すごいやアメイジング! プロのタイピストのようですね」

「80単語毎分WPMくらいだ。大したことはないよ。それより、これを返事として差出人へ届けてくれ」

「かしこまりました」

 便箋を畳んで封筒に入れ、副事務長アシスタント・パーサーへ渡す。上書きはないが、手渡ししてくれるだろうから問題ないはずだ。いったん船室キャビンへ戻り、寝ていたエレインを叩き起こしてダイニングへ昼食に行く。グレイス&ルーシーとまた一緒の席になった。彼女たちも予定どおりホテルを見に行ったのだが、ミッチェル夫妻は見かけなかったそうだ。俺が一瞬だけ見かけたと言うと、グレイスは盛んに羨ましがっていた。

「グレイスはミッチェル夫妻を探してずっと歩き回ってるんですもの。一緒にいると疲れちゃいましたよ」

「だって、とても面白い構造のホテルだったんですもの。ミステリーに向いてるとか、そういうのを抜きにしても興味深い建物だったと思いません?」

「うん、そうだな、形としては海賊の砦を連想させるよ。いかにも隠れ家的な感じだな。もっとも、あんなに白くて目立つ隠れ家はないと思うけど」

 グレイスが我が意を得たりとばかりに頷く。
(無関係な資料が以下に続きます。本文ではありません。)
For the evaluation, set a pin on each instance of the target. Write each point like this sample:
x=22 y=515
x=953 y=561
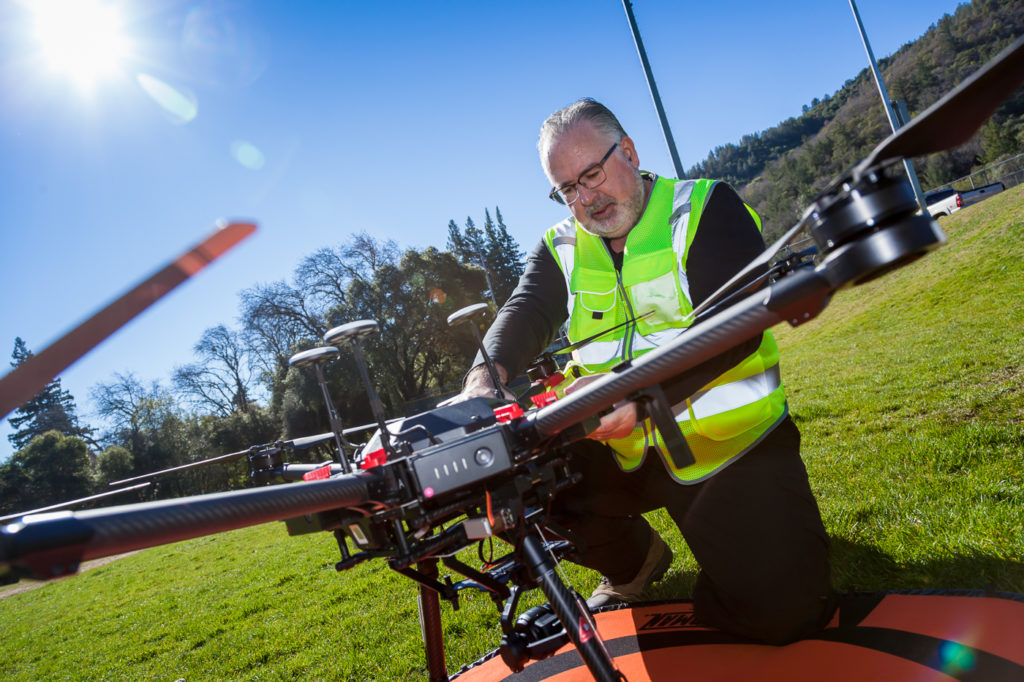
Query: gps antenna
x=317 y=357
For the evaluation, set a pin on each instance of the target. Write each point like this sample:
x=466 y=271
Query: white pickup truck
x=948 y=201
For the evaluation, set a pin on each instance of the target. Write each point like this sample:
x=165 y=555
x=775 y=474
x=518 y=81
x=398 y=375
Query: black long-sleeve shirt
x=726 y=240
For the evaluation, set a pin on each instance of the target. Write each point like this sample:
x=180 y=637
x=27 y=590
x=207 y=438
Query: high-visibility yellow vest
x=724 y=419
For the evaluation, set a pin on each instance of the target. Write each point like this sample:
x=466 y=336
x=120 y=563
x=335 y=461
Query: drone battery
x=456 y=465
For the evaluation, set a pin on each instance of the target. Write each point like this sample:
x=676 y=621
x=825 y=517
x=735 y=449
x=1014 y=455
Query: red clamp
x=374 y=459
x=553 y=380
x=317 y=474
x=508 y=413
x=544 y=399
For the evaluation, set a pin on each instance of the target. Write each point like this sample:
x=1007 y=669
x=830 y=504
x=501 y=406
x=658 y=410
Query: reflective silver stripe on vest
x=732 y=395
x=654 y=339
x=680 y=221
x=598 y=352
x=564 y=243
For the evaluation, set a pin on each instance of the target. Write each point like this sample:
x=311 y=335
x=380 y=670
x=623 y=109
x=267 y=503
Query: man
x=645 y=251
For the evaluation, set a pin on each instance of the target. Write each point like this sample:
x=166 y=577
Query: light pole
x=894 y=121
x=653 y=89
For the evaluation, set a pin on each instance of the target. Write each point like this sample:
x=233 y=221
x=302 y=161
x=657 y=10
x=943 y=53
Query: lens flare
x=180 y=105
x=955 y=657
x=80 y=38
x=248 y=155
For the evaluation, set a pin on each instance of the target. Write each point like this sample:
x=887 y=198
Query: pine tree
x=492 y=249
x=50 y=410
x=505 y=258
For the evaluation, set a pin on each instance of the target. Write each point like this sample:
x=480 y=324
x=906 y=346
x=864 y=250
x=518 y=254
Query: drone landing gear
x=537 y=625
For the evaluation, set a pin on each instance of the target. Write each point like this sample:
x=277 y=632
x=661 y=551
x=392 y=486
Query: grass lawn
x=909 y=393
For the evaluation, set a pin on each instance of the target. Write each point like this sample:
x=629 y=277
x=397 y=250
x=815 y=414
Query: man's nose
x=587 y=196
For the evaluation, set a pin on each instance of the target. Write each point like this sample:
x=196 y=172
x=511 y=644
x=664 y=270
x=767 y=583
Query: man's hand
x=478 y=384
x=619 y=424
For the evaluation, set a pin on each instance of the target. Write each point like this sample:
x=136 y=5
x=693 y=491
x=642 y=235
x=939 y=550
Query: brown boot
x=654 y=566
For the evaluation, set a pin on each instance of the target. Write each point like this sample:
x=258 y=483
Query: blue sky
x=320 y=120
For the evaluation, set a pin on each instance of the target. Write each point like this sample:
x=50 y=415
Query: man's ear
x=630 y=150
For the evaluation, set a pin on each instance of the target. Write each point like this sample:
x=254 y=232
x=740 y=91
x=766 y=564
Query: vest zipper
x=633 y=327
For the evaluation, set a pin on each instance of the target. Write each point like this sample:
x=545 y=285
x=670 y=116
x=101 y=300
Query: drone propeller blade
x=29 y=378
x=309 y=441
x=71 y=503
x=758 y=262
x=219 y=458
x=954 y=118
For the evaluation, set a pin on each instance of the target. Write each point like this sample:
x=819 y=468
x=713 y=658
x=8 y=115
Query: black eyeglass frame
x=556 y=193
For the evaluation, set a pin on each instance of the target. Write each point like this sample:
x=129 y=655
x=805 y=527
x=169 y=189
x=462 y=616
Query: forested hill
x=778 y=171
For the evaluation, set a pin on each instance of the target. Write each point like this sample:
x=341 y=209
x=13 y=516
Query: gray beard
x=632 y=210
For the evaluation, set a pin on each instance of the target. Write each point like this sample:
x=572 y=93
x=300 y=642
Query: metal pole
x=653 y=89
x=893 y=121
しかしその後は、クリスティーの『白昼の悪魔』に出てくるホテルはあんな感じだったのではないか、などとやはりミステリー的趣味の方へ話が流れ始めた。

 エレインは話に全く乗ってこないが、行けばマルガリータを一杯無料で飲ませてもらえたと言うと、そっちの方を羨ましがっていた。浅ましい奴だ。午前中は何をしていたのか訊いてみたが、朝寝した後、カジノに行って遊んでいたと言う。そんなに金を持って来ているはずはないと思っていたのだが、スロット・マシーンで5ドルすった後、クリスティンと一緒にルーレットを見ていただけだと。クリスティンに金を借りたとか言い出したらどうしようかと思ってひやひやした。それから船室キャビンに戻って昼寝していたらしい。寝てばかりだ。

 食事が終わりかけになって、これから何をするかという話になったが、3時から船長キャプテン主催の2回目のカクテル・パーティーがあり、グレイス&ルーシーは参加するとのこと。エレインも参加したいと言った。俺はアルコールが苦手なので断った。今夜は2回目のフォーマル・ディナーだから、またワインが出るし、そんなに飲んでばかりいられない、と言っておいたが、実は3時から別の約束がある。
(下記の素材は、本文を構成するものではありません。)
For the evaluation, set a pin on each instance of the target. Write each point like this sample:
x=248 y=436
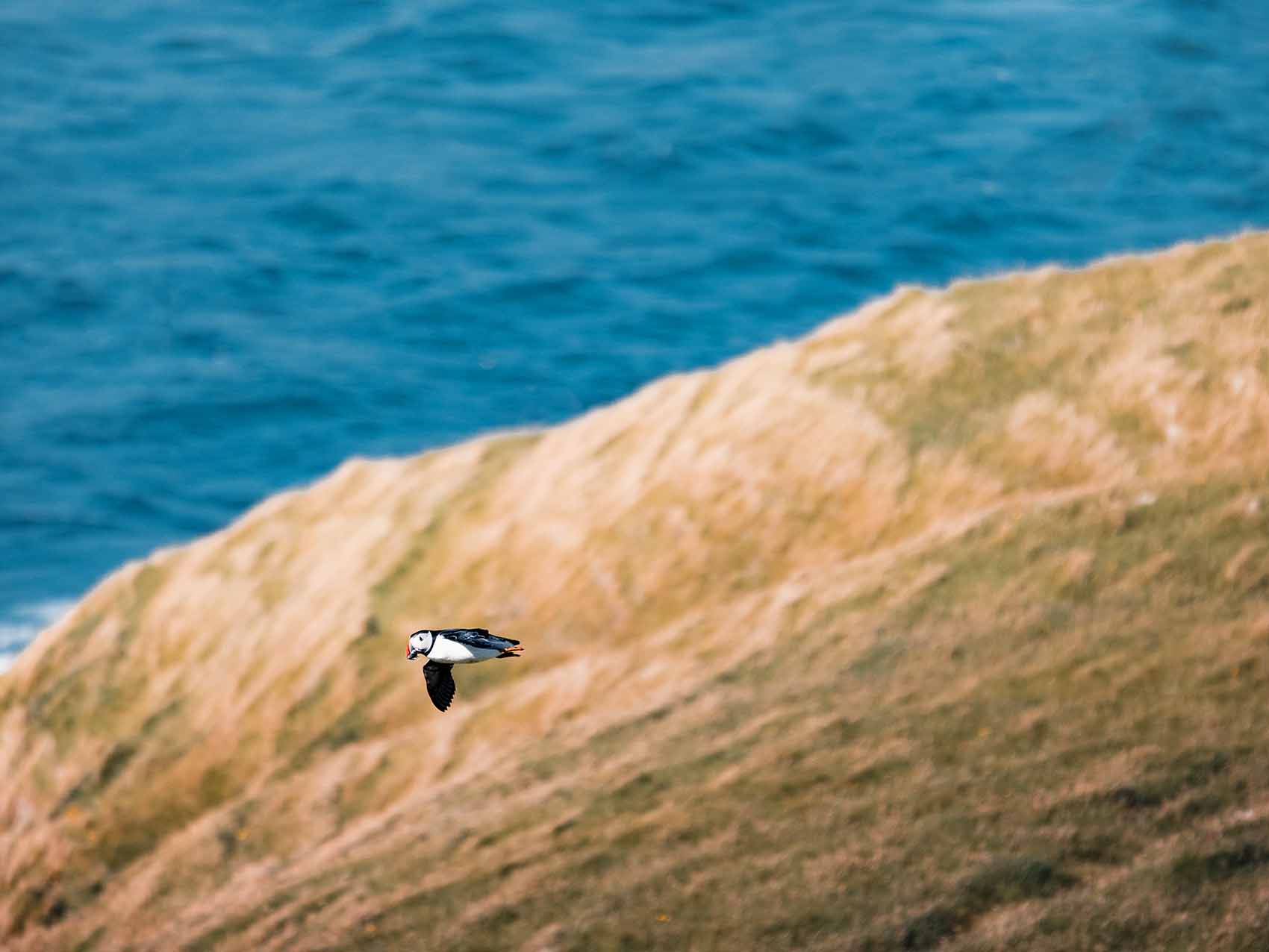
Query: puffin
x=447 y=647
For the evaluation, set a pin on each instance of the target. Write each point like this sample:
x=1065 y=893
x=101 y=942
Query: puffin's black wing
x=478 y=638
x=440 y=683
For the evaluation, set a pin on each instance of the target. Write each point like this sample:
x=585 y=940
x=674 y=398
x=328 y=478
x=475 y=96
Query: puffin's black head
x=420 y=643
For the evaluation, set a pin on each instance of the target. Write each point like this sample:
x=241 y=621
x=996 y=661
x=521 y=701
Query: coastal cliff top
x=938 y=627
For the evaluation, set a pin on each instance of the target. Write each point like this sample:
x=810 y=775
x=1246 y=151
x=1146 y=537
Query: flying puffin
x=447 y=647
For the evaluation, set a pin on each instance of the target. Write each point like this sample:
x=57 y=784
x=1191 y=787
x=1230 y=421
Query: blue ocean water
x=243 y=241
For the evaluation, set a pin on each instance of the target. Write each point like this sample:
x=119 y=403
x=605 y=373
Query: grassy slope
x=943 y=627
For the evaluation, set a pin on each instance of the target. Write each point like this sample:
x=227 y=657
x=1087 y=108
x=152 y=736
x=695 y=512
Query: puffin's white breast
x=447 y=652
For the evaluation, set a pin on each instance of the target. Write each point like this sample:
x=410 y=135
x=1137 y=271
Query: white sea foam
x=19 y=627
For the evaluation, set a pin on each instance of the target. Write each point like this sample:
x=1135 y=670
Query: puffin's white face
x=420 y=643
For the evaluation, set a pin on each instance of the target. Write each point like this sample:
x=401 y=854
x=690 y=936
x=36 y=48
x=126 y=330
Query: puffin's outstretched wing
x=440 y=683
x=478 y=638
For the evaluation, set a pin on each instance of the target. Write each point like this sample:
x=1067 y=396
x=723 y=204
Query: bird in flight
x=447 y=647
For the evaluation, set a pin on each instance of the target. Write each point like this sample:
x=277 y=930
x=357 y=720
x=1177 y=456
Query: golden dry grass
x=941 y=627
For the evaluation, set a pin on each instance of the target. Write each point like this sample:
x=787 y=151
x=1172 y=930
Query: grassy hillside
x=944 y=627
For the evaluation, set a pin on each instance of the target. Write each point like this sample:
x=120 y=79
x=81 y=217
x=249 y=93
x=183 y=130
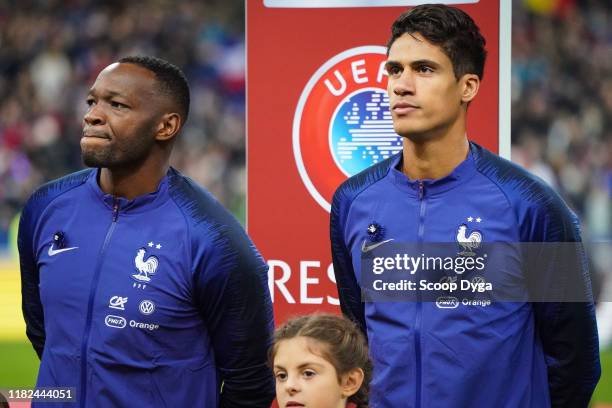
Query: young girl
x=320 y=361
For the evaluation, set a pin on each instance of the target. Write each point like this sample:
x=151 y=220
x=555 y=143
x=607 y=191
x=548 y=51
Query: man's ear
x=351 y=382
x=469 y=87
x=168 y=127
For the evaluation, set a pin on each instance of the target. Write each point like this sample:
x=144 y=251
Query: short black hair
x=452 y=29
x=171 y=79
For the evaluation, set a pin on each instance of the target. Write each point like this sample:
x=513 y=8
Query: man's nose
x=94 y=116
x=404 y=85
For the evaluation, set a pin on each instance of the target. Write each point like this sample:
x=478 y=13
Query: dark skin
x=129 y=130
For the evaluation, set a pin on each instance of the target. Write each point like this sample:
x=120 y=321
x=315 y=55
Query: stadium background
x=51 y=51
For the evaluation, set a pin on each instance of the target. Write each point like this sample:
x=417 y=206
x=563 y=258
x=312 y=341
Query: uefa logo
x=342 y=123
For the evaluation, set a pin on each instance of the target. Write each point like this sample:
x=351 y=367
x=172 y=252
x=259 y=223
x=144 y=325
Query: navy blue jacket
x=152 y=302
x=506 y=354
 その3時に、ナイツブリッジ・スイートの呼び鈴ベルを鳴らす。昼食の代わりに、ティー・パーティーに誘ってくれというメッセージを返したのだ。間髪を入れず、ドアが開かれた。まるでドアの前で待っていたかのようだ。そしてそこに立っていたのはマルーシャだった。襟元と袖に、派手な花柄の刺繍が施された白いブラウスを着ている。そして細かい刺繍がちりばめられたワイン・レッドのタイト・スカート。普通の部屋着ではないだろう。客を迎えるための、いわば準正装だ。民族衣装をアレンジしたのではないかと思われるが、よく判らない。
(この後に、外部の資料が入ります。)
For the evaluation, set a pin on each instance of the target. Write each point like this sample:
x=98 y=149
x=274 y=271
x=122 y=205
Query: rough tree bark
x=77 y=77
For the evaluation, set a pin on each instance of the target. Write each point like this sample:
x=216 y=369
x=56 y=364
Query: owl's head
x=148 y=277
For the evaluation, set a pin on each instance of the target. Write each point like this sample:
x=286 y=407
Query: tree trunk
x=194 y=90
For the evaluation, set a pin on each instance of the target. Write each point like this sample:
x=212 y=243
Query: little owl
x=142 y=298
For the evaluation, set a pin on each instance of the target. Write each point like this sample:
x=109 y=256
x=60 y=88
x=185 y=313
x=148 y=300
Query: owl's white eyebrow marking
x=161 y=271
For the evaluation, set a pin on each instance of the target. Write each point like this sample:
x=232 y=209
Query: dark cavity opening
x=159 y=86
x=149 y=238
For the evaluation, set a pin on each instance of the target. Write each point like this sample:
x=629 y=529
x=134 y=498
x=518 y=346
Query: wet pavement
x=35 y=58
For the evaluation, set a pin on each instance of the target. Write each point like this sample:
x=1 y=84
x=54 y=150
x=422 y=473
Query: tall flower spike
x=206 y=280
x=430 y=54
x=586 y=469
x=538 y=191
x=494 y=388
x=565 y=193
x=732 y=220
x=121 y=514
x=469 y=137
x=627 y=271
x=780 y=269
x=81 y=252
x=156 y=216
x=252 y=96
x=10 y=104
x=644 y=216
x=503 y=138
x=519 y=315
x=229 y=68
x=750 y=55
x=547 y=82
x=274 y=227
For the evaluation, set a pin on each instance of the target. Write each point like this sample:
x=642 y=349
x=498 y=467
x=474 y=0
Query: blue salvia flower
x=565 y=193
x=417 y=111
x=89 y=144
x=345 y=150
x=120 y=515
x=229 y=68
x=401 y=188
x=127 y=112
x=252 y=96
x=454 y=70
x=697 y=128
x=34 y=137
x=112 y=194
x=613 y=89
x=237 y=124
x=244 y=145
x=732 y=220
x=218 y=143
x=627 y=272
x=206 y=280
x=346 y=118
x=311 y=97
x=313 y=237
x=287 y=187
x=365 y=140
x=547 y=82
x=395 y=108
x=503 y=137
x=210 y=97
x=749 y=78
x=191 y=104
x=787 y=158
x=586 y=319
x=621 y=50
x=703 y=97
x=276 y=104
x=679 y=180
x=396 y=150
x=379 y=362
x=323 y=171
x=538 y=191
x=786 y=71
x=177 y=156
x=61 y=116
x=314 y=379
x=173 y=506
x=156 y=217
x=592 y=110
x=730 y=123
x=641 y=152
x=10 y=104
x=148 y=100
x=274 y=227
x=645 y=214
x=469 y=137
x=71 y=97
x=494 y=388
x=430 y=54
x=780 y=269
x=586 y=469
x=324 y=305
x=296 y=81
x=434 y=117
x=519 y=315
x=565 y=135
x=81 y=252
 俺も一応、ホワイト・シャツに黒のスラックスを穿いてきていたので、何とか釣り合っているだろう。後でフォーマル・タイムになるので、そのついでに着替えてきたのだが、普段着で来なくてよかったと心底思った。

「どうぞ」

 笑顔ではなく、さりとて冷たい感じでもない、感情不明の表情だ。本当に歓迎されているのか不安になる。中へ入るとティーラがソファーのところに立っていた。マルーシャとよく似たデザインの、緑を基調にした服を着ている。スカートはフレアだった。そのティーラをマルーシャが呼び、二人が並んで俺の前に立つ。この時だけ、マルーシャの表情が若干柔和になった。ティーラの方は少し落ち着きのない表情をしている。

「今朝は……」

 マルーシャが言った。昨日の朝の冷静な表情とも違うし、その前の夜の歌手としての表情でもない。彼女はいくつ表情を持っているのか。もちろん、今見せているこの表情が本来のものであるかどうかも判らない。

「妹を窮地から救って頂いて、ありがとうございました。改めてお礼を申し上げます。ささやかなお礼ではありますが、ティー・タイムをお楽しみ下さい」

 そんなに改まって優雅にお礼の言葉を述べられても困惑する。それに、ティーラを“窮地”に陥れたのは実は俺ではないかという気がするので、逆にそのことを責められても文句は言えないと思うのだが。

「ティーラ、あなたからもお礼を」

「あ、はい、あの……ご親切にして頂いて、本当に感謝しています。このことは、一生忘れません」

 感謝グレイトフルと来たか。しかも一生忘れないって、君のタイム・リミットは土曜日までなんだけど。

「いや、そこまで感謝されるほどのことでもない」

「慎み深い方でらっしゃるのね。どうぞ、おかけになって」

 調子が狂うなあ。いくら妹を助けたからって、君と俺はライヴァルなんだから、もう少し緊張感があってもいいと思うのだが。しかし、せっかくの親切を撥ねつけることもしたくないので、おとなしくソファーに座る。